影から先程呑み込んだ蟻に似たヴェイグリア、それとトカゲ型のヴェイグリア3体、あとデカめのミミズ型ヴェイグリアを出現させる。


私の能力の真骨頂、それは影に引き込んだものを自分のものとして自由に引っ張り出せる………まぁ、つまり影に引き込んだヴェイグリアを使役できるってことだ。

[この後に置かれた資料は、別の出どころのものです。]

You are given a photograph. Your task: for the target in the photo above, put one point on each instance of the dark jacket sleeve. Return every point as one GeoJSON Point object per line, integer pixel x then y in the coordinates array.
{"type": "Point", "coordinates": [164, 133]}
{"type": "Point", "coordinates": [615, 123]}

引っ張り出した五体のヴェイグリアと急遽戦闘になり、半ばパニック気味の『クラッシュ』のメンバーたちを尻目に私はコンビニへ入る。


おそらく、あの9人だと五体全てを倒せはしない。

一人、他のメンバーと頭三つ分ぐらい抜けた柳が入ればさっさと終わるだろうけど、若草さんがタイマンはるって言って連れてっていないしね。


ーーーーーーーーーー


コンビニでアイスとミルクティーを買い、会計を済ませて出てくると、大型のミミズ型ヴェイグリア以外は倒されてたものの、ミミズ型に負けたようで9人は地面に倒れて戦闘不能になっていた。


いやぁ、結構善戦したんだね。

そんなことを思いつつ、アイスを齧り、ミミズ型たち五体を影の中に引っ込める。


「く……くそ………こんな能力があるなんて、聞いてない………すみません、姉…さん………」


意識が途絶えそうになりながら、右腕っぽい子が私を睨みつつ、柳に負けたことをうわ言のように謝りながら気を失った。



まぁ……気の毒だけど運が悪かったと思ってね。